Indeed, a referendum “is analogous to a battle in the sense that you are focusing all of your attention on a single event with a very clearly defined outcome”, Dr North outlines. “Furthermore, unlike the Zulu battle—[we are not firing guns, but delivering messages—which means that] we are able to use multiple channels of ‘attack’, including tools like social media, and the Internet, in general, to communicate our messages”.

So, what are these “highly focused, limited objectives”? The first objective: intelligence gathering—produce usable intelligence and then communicate it to the people who need it. The second objective: recruit and train people—the EU “is a very complex subject and none of us are capable of picking it all up spontaneously without guidance”. However, it is vital that what people learn is “a core of knowledge and not a core of mythology”. The third objective: community building—the reason why we buy into what the legacy media tells us is because those outlets have “prestige”. The Psychology of the Crowd, written by Gustave Le Bon, explains how prestige guides people’s perception of information—and the only reliable way in which you counter prestige is through personal affiliation and trust. “The idea is to break out of the traditional eurosceptic community to reach out to ordinary people who are not politically engaged, do not really understand the issues, but are amenable to being informed, if it is done in the right way”.

I will quote from the final section of the talk at length:

“Once we have those core objectives, once we know where the thrust is coming from, we need to neutralise the thrust—stop it dead in its tracks. So, in comes Cameron with associate membership. We destroy it. We say, this is a load of garbage, this is just a two-speed Europe and the intention is still ever closer union, nothing has changed, you are being led up the garden path. But that is not enough. We then have to come out with an alternative, and there is a further rider to that, we also have to specify a means for achieving that alternative, which demonstrates to people that it is doable and that it is safe…

“The beauty of all this is that now we have the Internet and this marvellous ability to communicate with anyone in the world at the drop of a hat at no cost, so we don’t need formal structures. We can develop cellular structures of overlapping, cross-linking cells, so that you can feed information into your core, which is enough to produce a dynamic that ripples out through your contacts and very quickly becomes an established meme. That is almost entirely reliant upon the Internet, but 90 percent of the households in the UK have Internet access…

“That’s what it’s about. It’s about networking and using a cascade system where you have a core which then cascades the information down. But that will only work with the one thing that eurosceptics are totally missing: message discipline. We have got to agree on a message and then we have got to focus on delivering that message when it counts. It is no good popping out of the redoubt, lining up and then all firing in different directions. The only way that picture in Zulu worked was with disciplined, sustained fire to a tempo. Otherwise it is just noise, and that is the difference.
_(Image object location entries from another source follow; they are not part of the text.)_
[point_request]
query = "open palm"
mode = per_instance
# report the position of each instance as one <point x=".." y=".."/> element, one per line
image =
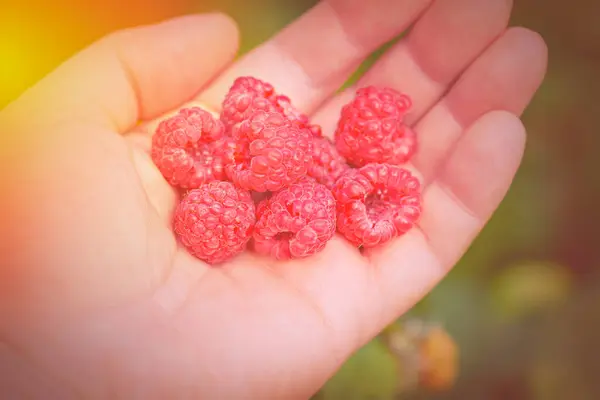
<point x="99" y="301"/>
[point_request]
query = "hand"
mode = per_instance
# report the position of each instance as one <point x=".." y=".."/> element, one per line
<point x="98" y="301"/>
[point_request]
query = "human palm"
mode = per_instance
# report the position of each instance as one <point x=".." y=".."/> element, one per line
<point x="98" y="299"/>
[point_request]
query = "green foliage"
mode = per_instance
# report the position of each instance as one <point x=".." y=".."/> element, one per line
<point x="370" y="374"/>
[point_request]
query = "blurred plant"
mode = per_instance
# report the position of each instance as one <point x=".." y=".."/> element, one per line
<point x="408" y="355"/>
<point x="528" y="287"/>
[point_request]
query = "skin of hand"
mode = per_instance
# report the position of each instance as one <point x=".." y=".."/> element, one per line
<point x="99" y="301"/>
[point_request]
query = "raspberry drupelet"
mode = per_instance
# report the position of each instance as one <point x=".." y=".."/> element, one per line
<point x="214" y="222"/>
<point x="327" y="164"/>
<point x="248" y="95"/>
<point x="295" y="222"/>
<point x="271" y="153"/>
<point x="371" y="128"/>
<point x="190" y="148"/>
<point x="376" y="203"/>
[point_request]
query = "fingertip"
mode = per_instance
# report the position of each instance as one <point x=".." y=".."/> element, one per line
<point x="534" y="49"/>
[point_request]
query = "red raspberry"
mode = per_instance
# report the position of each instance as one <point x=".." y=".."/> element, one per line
<point x="284" y="104"/>
<point x="190" y="148"/>
<point x="371" y="128"/>
<point x="295" y="222"/>
<point x="248" y="95"/>
<point x="241" y="105"/>
<point x="214" y="222"/>
<point x="327" y="164"/>
<point x="271" y="153"/>
<point x="376" y="203"/>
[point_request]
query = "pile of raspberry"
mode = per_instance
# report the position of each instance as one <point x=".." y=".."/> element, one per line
<point x="261" y="176"/>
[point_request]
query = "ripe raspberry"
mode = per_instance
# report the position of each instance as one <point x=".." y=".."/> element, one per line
<point x="295" y="222"/>
<point x="376" y="203"/>
<point x="214" y="222"/>
<point x="327" y="164"/>
<point x="248" y="95"/>
<point x="371" y="128"/>
<point x="190" y="148"/>
<point x="284" y="104"/>
<point x="240" y="105"/>
<point x="271" y="153"/>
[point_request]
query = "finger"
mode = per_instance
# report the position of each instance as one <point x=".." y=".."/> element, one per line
<point x="456" y="205"/>
<point x="358" y="296"/>
<point x="313" y="56"/>
<point x="448" y="37"/>
<point x="136" y="73"/>
<point x="505" y="77"/>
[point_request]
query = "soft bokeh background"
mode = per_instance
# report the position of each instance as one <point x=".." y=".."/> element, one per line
<point x="519" y="317"/>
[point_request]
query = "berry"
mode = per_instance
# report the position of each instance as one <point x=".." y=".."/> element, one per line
<point x="376" y="203"/>
<point x="190" y="148"/>
<point x="241" y="105"/>
<point x="295" y="222"/>
<point x="284" y="105"/>
<point x="371" y="128"/>
<point x="327" y="164"/>
<point x="215" y="221"/>
<point x="271" y="152"/>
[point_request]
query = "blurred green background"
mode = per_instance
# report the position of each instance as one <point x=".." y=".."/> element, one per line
<point x="519" y="317"/>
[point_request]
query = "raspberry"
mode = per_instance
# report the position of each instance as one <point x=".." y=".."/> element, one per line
<point x="215" y="221"/>
<point x="371" y="128"/>
<point x="376" y="203"/>
<point x="327" y="164"/>
<point x="190" y="149"/>
<point x="295" y="222"/>
<point x="271" y="153"/>
<point x="284" y="105"/>
<point x="241" y="105"/>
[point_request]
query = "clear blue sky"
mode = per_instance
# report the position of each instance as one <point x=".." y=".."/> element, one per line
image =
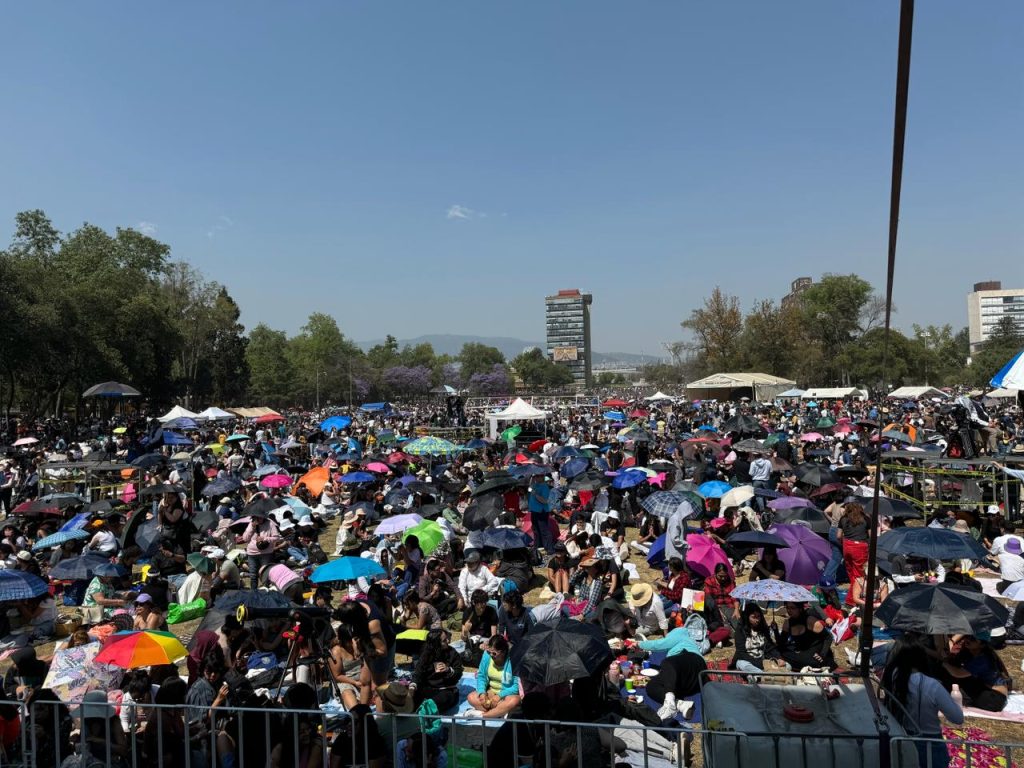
<point x="439" y="167"/>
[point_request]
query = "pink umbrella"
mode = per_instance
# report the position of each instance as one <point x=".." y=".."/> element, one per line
<point x="704" y="554"/>
<point x="276" y="481"/>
“Message discipline and a focused response with all of us firing in the same direction at the same time [is the key]. It does not sound very complicated, but… if we can achieve it in small numbers, then we are in business… [Finally,] [t]he government is relying upon the status quo effect, so what we will be saying is that there is no status quo. There is a divergence of paths. We can either go into the euro or we can become second-class citizens. That is the message. If we take the trope at face value that we want to be at the heart of Europe, due to what Cameron tells us and what the Tories have always told us before, the European Union is going to say that the price of being at the heart of Europe is now joining the euro. We can’t do that… But we’ve got a better way—and I think that is actually quite a powerful, positive message that people will warm to if it is presented properly”.

Now, I probably ought to watch Zulu.

4 thoughts on “A Standalone Reserve

  1. Looks like things are taking shape as far as “Associate Membership” are concerned.

    The extra fire-power available from the “Standalone Reserve” are going to be needed.